Il y avait sur une étagère des plaquettes d'argile couvertes de cunéiformes. Il m'expliqua qu'il s'agissait d'almanachs astrologiques sumériens prenant en compte l'influence des astres sur les animaux, les hommes et les plantes. Il précisa que cette collection avait appartenu au roi Akhnaton qui n'entreprenait rien sans la consulter. Je me dis en moi-même que ça ne lui avait pas trop réussi. Il est vrai que je ne prête guère attention à l'errance des astres.


Il ne s'exprimait guère mais sa voix était si apaisante que je somnolais pendant qu'il parlait, perdant ainsi le fil de son discours. Plus tard, je le regrettai amèrement. Ces propos m'auraient permis de mettre en doute mes certitudes, d'envisager les choses autrement, de tenir en grande vénération les énigmes récurrentes de l'Ibis divin.


Mon frère habitait dans un village au sud de Waset. Il venait dans la capitale les jours de grand marché et en profitait pour venir partager un repas avec moi.

Je lui parlai de mon singulier voisin qu'il estimait fantasque et peu digne de considération, peut-être même dangereux. Il précisa : S'il n'a rien à dire , c'est qu'il a des choses à cacher.

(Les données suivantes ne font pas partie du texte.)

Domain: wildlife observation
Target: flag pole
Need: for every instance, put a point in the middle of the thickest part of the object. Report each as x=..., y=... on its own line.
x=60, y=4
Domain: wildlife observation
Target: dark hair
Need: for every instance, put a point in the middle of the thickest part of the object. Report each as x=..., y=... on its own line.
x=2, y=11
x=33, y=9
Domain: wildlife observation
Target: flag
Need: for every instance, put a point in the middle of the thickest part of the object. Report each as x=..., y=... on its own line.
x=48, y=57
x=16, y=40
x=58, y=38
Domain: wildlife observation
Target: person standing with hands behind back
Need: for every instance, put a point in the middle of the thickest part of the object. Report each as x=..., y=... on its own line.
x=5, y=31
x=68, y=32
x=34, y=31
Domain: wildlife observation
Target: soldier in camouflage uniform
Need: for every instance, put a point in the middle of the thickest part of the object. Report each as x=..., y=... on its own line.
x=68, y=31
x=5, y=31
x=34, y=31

Je me méfie des hommes taciturnes à qui il faut mendier le moindre mot. Je n'osai lui rétorquer que pour moi, c'était le contraire. J'apprécie les silencieux, je fuis les pipelettes parlant à tort et à travers.

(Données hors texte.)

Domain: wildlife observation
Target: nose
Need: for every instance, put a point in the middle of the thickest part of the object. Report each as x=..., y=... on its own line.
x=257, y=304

  • A ton gré, si ça tourne mal tu ne pourras t'en prendre qu'à toi-même.

  • Ne t'inquiète pas, si tu le connaissais tu tomberais aussi sous le charme.

  • Je ne ferai jamais confiance à un homme dont j'ignore le nom.

  • Ridicule ! S'il n'a pas de nom, il n'existe pas donc je ne crains rien.

  • Tu as toujours tenu des raisonnements spécieux, pas étonnant que tu officies dans une Cour royale qui est un vrai nœud de vipères cérastes.


Un de mes collègues me confia qu'il avait entendu parler de mon voisin. Je ne sais pas grand chose sur lui mais on prétend qu'il pratique des rituels pour des divinités déchues. Il ne put me fournir d'autres détails et je tins ses propos pour des billevesées.


Chaque matin, j'espérais son retour mais rien ne bougeait autour de sa maison. J'imaginais qu'il était parti en voyage et tentais de ma rappeler les traits de son visage, son allure et le timbre de sa voix tout à fait apte à réciter des incantations, paumes des mains tournées vers le haut pour charmer les eaux, la terre, l'air et le feu.


Je connaissais au palais un shemsou-hor qui menait des enquêtes sur les crimes inexpliqués et les disparitions mystérieuses. Je lui parlai de mon voisin, il me promit de se renseigner sur lui et de me tenir au courant. Je ne le revis jamais et j'appris qu'il avait été muté dans un fort retranché entre la 3e et la 4e cataracte.


Je ne sais pourquoi, cette histoire me sapait le moral. Je dormais mal. Parfois, en pleine nuit, je me levais pour observer la maison et le jardin où, depuis quelque temps, s'était installé un couple de huppes. Rien pourtant ne justifiait cette inquiétude pour un homme que je connaissais à peine.

En tournant dans le quartier, je tombai sur un vieux charpentier qui m'apprit qu'il n'avait jamais vu personne dans cette maison fermée depuis des années. On disait qu'elle avait appartenu à un médecin pratiquant des rituels pour engager les malades dans la voie de la guérison. Il fabriquait aussi des lotions qui redonnaient aux chauves une chevelure abondante. Tout cela était sans doute du domaine de la rumeur mais me maintint dans l'incertitude et la curiosité.


Je ne m'attendais pas à être convoqué à la grande audience qui se tenait une fois par mois au palais. La salle était envahie par des officiers de l'armée, des roitelets nubiens, des ambassadeurs assyriens, des marchands de bois de cèdre et des thérapeutes venus des lointaines contrées de l'Asie.

Le silence se fit quand Sa Majesté entra et s'installa sur le trône. Je restai pétrifié : le roi avait trait pour trait le visage de mon fugace voisin.